There are choices. You can have real time garbage collectors. And if you want to handle cycles, you need some kind of tracing anyway.
Also, if you only care about throughput and not about latency, garbage collection can easily be faster than reference counting.
If you don't allow cycles, you can also take advantage of that in your garbage collection. See how Erlang does it. (In Erlang, the garbage collector relocates your objects so that they are in topological order, so all references only point forwards in memory. You can combine that with generational gc, too, of course.)
> Since it's not needed and it's massively worse than reference counting
Lol, what? Maybe don’t go asserting stuff you clearly know little about. Reference counting is a fine tradeoff for manual memory-managed languages, but it is absolutely smoked out of the water by a tracing GC on most counts. It’s almost like JVM, V8, etc engineers know a thing about the topic and don’t have RC for a good reason.

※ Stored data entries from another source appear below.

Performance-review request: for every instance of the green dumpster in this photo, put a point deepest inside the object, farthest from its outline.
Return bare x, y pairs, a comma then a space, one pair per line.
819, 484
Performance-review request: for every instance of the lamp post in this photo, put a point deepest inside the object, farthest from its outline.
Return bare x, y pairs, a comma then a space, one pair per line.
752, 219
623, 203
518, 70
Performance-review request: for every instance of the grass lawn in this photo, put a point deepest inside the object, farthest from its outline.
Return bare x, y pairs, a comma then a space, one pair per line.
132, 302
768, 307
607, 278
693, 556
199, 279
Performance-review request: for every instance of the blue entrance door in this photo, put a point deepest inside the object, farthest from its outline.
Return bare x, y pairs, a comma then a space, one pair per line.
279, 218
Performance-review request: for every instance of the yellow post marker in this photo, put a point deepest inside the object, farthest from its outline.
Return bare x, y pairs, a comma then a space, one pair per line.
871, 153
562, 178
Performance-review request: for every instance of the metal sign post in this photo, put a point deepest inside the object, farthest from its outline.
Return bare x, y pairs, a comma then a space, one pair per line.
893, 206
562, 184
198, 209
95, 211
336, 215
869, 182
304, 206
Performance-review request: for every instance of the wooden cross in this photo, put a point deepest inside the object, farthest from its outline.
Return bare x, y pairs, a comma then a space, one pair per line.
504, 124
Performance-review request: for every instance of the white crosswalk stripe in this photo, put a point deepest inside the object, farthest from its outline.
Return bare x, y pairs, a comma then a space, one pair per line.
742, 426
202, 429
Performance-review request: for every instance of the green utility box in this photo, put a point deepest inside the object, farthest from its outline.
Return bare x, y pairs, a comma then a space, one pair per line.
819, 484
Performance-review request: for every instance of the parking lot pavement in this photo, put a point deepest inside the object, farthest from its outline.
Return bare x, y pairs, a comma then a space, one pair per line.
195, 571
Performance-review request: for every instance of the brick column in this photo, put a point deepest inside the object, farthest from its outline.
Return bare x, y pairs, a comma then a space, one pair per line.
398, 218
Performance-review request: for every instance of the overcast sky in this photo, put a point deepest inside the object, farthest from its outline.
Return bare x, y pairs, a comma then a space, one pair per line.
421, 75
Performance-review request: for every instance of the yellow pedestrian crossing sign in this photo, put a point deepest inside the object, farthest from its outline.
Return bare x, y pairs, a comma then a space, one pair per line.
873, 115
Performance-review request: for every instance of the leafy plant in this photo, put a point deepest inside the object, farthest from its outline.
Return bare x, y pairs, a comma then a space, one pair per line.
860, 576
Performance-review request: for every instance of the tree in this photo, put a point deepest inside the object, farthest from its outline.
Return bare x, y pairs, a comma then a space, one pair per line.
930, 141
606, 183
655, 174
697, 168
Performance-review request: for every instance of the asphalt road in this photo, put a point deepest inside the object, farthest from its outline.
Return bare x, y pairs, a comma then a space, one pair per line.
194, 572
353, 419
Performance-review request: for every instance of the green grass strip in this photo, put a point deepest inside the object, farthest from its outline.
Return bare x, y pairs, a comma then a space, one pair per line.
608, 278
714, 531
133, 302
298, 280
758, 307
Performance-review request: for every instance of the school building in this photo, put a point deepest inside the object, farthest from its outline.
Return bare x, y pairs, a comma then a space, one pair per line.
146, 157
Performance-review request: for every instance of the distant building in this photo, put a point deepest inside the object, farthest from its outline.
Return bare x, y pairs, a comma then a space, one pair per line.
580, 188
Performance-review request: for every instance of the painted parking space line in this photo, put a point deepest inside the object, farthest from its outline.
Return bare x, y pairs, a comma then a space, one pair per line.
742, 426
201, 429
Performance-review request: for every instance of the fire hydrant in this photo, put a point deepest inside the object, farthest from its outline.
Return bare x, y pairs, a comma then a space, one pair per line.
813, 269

Tracing GC doesn’t burden the mutator threads with additional work, almost everything can be done in parallel, resulting in vastly better throughput. Imagine dropping the last reference to a huge graph, one can actually observe it when exiting a c++ program, it might hang for a few seconds before returning control to you, as all the destructors are recursively called, serially, on the program thread, literally pointer by pointer jumping across the heap, the very thing you are so afraid of. And I didn’t even get to the atomic part, bumping a number up or down with synchronization between CPUs is literally the slowest operation you can do on a modern machine. Tracing GCs elegantly avoid all these problems at the price of some memory overhead. None of these GC algorithms (yes, RC is a GC) is a silver bullet, but let’s not joke ourselves.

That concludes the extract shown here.